Many think apparel manufacturers are zeroing in on this market because of the success of Chico's, a specialty retailer based in Fort Myers, Fla., that started in 1983 as a folk-art shop. Chico's operates more than 500 stores in the U.S. in addition to a catalog business. The company's profits have grown for nine consecutive years, and sales surged 34.6% in the second quarter of this year, to $343 million. "Because of that growth, every company and their mother is trying to get into selling a line of clothing to women in their 40s, or 35 plus," says marketing expert Chung. "No one paid attention to this age bracket before."

Even advertisers, until recently loathe to associate their products with older customers, are taking note. Five years ago, Chung says, you wouldn't see 35- to 40-year-old women in ads. Now it's common. "Call it the Desperate Housewives phenomenon," says Chung. Christie Brinkley, 51, appears in the new ads for CoverGirl Advanced Radiance Age-Defying Compact Foundation, and actresses like Susan Sarandon, 59, can be seen hawking Revlon foundation. Upscale department stores like Saks Fifth Avenue are putting older women in their advertising.

According to Gabrielle Kivitz, senior retail analyst with Deutsche Bank Securities, Chico's focus on fit and styling has paid off. "It's appropriate for this age," she says. The clothes are sized 0 to 3, which means women can avoid the embarrassment of having to ask for a high number like 14 or 16. Service is a key component of Chico's strategy too.

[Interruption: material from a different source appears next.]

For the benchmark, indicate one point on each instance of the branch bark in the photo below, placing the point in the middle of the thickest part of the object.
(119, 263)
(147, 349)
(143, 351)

The company trains sales associates to create personal relationships with customers.

Gap also hopes to cash in on the need for better service among older clients with Forth & Towne salespeople, called "style consultants," who advise women on putting together a complete look. "In focus groups, women kept telling us, 'I have so many clothes, and I don't know how to put them together,'" says designer Austyn Zung, who was hired away from Oscar de La Renta. Another key service element will be fitting rooms with extra lounging space for a friend or husband. The fit of the clothes is another major point of difference with Gap and is geared toward a more mature customer, with longer T shirts, higher waists and boxier sweaters.

Forth & Towne also hopes to target four different types of boomer women by offering four brands under one roof: Vocabulary, Prize, Allegory and Gap Edition. Vocabulary is more comfy and expressive; Prize is sexier; Allegory, classic and tailored; and Gap Edition, casual. "This customer has a hard time finding clothes that fulfill all her needs," says Gary Muto, a 17-year Gap veteran who was named president of Forth & Towne last September. "And they all don't lead the exact same life. They are career women, stay-at-home moms and everything in between." Maybe apparel marketers will finally be able to answer that nagging question: What do women really want?